Based on the above, the most important thing in your case is the multiplier that it receives from the insurance company or the jury. Your personal injury attorney will need to be able to demonstrate the severity of your injuries and the impact that they have had on your life.

Types of Damages That You Can Be Paid for in a Personal Injury and Car Accident Case

Before we discuss actual cases, when you are considering how to value your own pain and suffering, here are some things that you can take into consideration that might increase the value of your claim:

  • Mental suffering accompanying your physical injury
  • Insomnia or loss of sleep from the pain
  • Humiliation or embarrassment from your injuries (mental anguish)
  • Disfigurement such as scarring or physical deformity
  • Future pain and suffering
  • Permanent Injury

Examples of the Value of Pain in Illinois MVA Cases

Here are some examples of how Illinois car accident lawsuits have treated the issue of pain and suffering.
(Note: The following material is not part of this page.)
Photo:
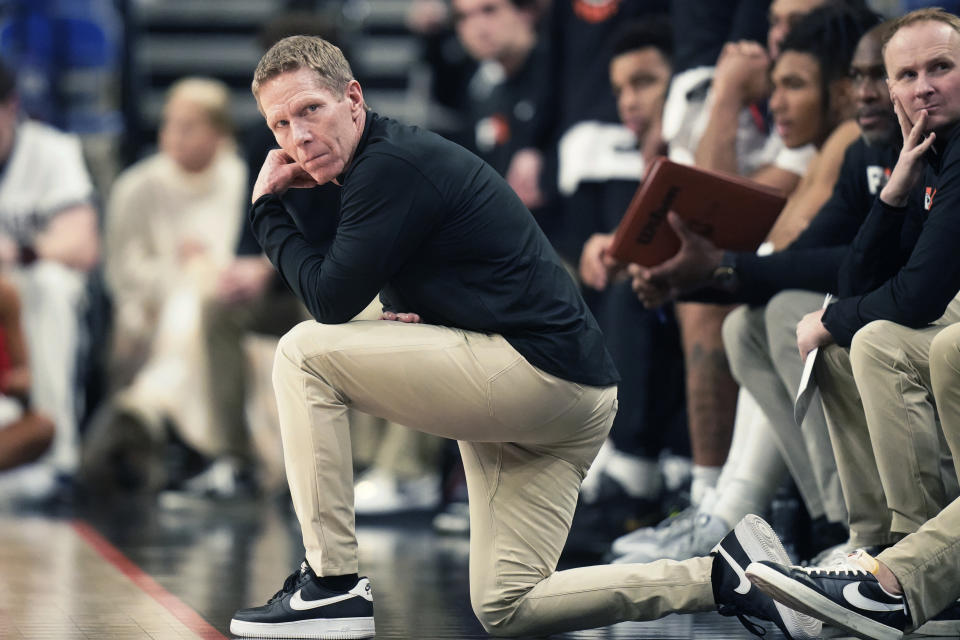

These are taken from actual settlements and jury verdicts.

$5,000,000 Plaintiff Verdict (Cook County, IL) 

In this case, the plaintiff became a paraplegic when a tire blew on their car and caused a car accident. The total amount of economic damages was $1.5 million. The jury broke down the non-economic damages into three parts, awarding the plaintiff $1 million apiece for disfigurement, pain and suffering and disability. These three would ordinarily be considered part of the pain and suffering award, so the multiplier was two.

$136,500 plaintiff verdict (DuPage County, IL)

The plaintiff was injured in a three-car accident. She suffered soft tissue neck and back injuries that left her with back pain for life. The pain and suffering part of the verdict was $50,000 when the medical bills in the case were just over $6,000. Most of this verdict compensated the plaintiff for other unspecified damages not described in the court records.

$197,000 plaintiff verdict (Kankakee County, IL)

The defendant suffered a lumbar strain and a spinal nerve injury in a three-car accident. Here, the court records indicate that the entire amount of the jury verdict was for pain and suffering.

$105,000 plaintiff verdict (Cook County, IL)

The plaintiff suffered a torn rotator cuff in the accident. The medical bills portion of the verdict was just over $37,000. The pain and suffering piece of the award was roughly $41,000. While a rotator cuff tear is not a minor injury, it is consistent with the explanation that more severe injuries would have higher multiples.

What the Illinois Supreme Court Says About Pain and Suffering Awards

Here is some of what the Illinois Supreme Court has said about pain and suffering that could impact your case:

  • Snover v. McGraw, 172 Ill. 2d 438, 217 Ill. Dec. 734, 667 N.E.2d 1310 (1996) - Even if there are pain-related medical expenses, the jury has the ability to refuse a pain and suffering award if the plaintiff has not shown any evidence of pain and suffering damages. Prior to this, some Illinois courts used a rule that if there was pain-related medical care, the jury automatically needed to make an award for pain and suffering.
  • Richardson v. Chapman, 175 Ill. 2d 98, 221 Ill. Dec. 818, 676 N.E.2d 621 (1997) - Sometimes, appeals courts can overturn pain and suffering awards as being excessive. In this case, the jury awarded a plaintiff $100,000 in pain and suffering when they received a laceration on their forehead. The Supreme Court found that it was an excessive award as it believed that a cut on the forehead could not cause that much pain and suffering, so it cut the jury’s pain and suffering award to $50,000

As you can see, pain and suffering can vary greatly between cases. It is almost an absolute certainty that you and the defendant or their insurance company will see things differently. This is why you need an experienced personal attorney on your side.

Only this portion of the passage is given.